Il y avait si peu à dire...il y avait si peu à comprendre. Il était surtout si simple de déduire la réalité, ce qui avait forgé avec le temps, cette lucidité implacable, universelle, mais si triste...sur les gens, sur la nature des relations humaines, sur les futurs à un pour mille auquel on rêve, et qui jamais ne se réalisent. Sur ces espoirs à un pour dix mille, que l'on sait perdu d'avance. Et ses envies enchainées, ces enclumes rouillées lestant dans les plus profondes abysses, l'amour, et la justice.
De savoir que ce sourire, ne durera pas et partira dans l'ombre du néant, d'attendre le jour où, une fois servie, elle se verra déposée au placard, oubliée, et transformée en chose.
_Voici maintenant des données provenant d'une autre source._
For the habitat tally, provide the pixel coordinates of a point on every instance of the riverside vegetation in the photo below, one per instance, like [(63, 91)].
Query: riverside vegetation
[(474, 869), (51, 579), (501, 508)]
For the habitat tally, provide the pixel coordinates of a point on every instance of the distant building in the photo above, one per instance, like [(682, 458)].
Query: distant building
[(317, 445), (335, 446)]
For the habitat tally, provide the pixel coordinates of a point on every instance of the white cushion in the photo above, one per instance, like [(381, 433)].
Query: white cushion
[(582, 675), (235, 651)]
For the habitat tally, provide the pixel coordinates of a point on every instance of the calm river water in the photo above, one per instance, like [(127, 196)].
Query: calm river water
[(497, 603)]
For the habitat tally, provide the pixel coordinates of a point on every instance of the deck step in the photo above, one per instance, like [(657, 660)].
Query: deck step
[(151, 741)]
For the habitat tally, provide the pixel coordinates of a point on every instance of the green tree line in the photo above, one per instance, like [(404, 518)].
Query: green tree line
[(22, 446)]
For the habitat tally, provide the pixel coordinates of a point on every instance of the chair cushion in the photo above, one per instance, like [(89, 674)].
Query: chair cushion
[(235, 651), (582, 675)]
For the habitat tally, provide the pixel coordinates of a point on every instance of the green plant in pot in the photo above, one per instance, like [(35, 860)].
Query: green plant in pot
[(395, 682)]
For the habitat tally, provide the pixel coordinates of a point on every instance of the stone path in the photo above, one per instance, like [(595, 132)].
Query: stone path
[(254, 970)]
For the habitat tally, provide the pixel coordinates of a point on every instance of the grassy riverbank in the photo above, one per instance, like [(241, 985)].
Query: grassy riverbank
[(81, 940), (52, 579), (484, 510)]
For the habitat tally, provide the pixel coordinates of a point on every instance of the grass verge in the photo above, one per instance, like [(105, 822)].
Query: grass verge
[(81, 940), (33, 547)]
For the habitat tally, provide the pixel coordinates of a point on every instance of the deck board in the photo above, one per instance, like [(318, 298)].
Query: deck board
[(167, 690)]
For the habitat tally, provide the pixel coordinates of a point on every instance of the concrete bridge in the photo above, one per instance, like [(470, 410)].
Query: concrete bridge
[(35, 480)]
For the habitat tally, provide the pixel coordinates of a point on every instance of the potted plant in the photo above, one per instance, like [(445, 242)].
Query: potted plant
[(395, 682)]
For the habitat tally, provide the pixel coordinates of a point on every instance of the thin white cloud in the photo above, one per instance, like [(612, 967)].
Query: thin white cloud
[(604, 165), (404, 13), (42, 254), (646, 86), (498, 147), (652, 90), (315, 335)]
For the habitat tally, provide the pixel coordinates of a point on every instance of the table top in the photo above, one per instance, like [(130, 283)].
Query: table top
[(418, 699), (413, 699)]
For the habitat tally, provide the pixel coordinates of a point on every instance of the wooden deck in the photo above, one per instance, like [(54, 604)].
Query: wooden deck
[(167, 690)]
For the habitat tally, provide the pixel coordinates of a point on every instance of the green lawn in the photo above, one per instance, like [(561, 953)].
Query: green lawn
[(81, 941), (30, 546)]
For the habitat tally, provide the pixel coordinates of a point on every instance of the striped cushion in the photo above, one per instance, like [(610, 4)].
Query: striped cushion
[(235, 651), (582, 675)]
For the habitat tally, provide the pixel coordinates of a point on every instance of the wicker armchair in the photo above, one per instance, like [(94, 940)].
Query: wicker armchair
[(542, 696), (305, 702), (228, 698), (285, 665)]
De comprendre que ce ton de voix doux, cet apparente affection, cette parure de bienveillance, ce semblant d'intérêt où se mélangent les couleurs les plus douces, et les plus beaux attraits...De l'évidence même, que ce visage et ce regard, ces expressions et cette voix, ce sourire, en coin, large ou offert, n'est en rien le reflet du portrait.

Savoir que les gens abandonnent, se fichent bien de vous, ne vous inscrivent pas dans leur cœur, se servent de ce que vous leur apportez sans vous donnez consistance, existence ou importance.
Savoir que tout est vain, et quand vient la nuit, quand vient la moitié du cycle lunaire dans le grand écrin bleu, que la journée passée n'est pas plus la promesse d'un lendemain égal...

Toutes ces insécurités, ces changements d'humeur et ces torsions du cœur, ces agressivités et ces mots non dits, qu'elle, elle entends...Toutes ces conclusions amères, et cette fin, qui suit le début, que l'on conclue, dès le commencement.

Ujio était celui qui lui avait donné la plus grande leçon de toute sa vie.
Ujio avait appris à sa fille, qu'il ne faut compter sur personne, que rien n'est immuable, qu'après la vie, la mort, qu'après soi-même, le gouffre.
Ujio cependant, ne lui avait pas enseigné à s'en défendre, il lui avait laissé seulement, un sang vif et clair, fier et sûr.

C'était le fardeau d'Asphodelle, de lire en les Hommes, c'était le don de sa mère, de prédire le futur.

Alors quand elle vient dans sa maison romaine, elle s’assied ici, le regard sur nul part, et elle s'imprègne de cette vérité. C'était son armure, sa façon de donner sans attendre en retour, parce que de retour il n'y aura.

Souvent, cependant...souvent, elle regrette que le bras de son père, ne vienne faire ombrage aux méchants, que ses épaules ne dissuadent le trompeur d'ouvrir la bouche et l'intime plutôt de se taire.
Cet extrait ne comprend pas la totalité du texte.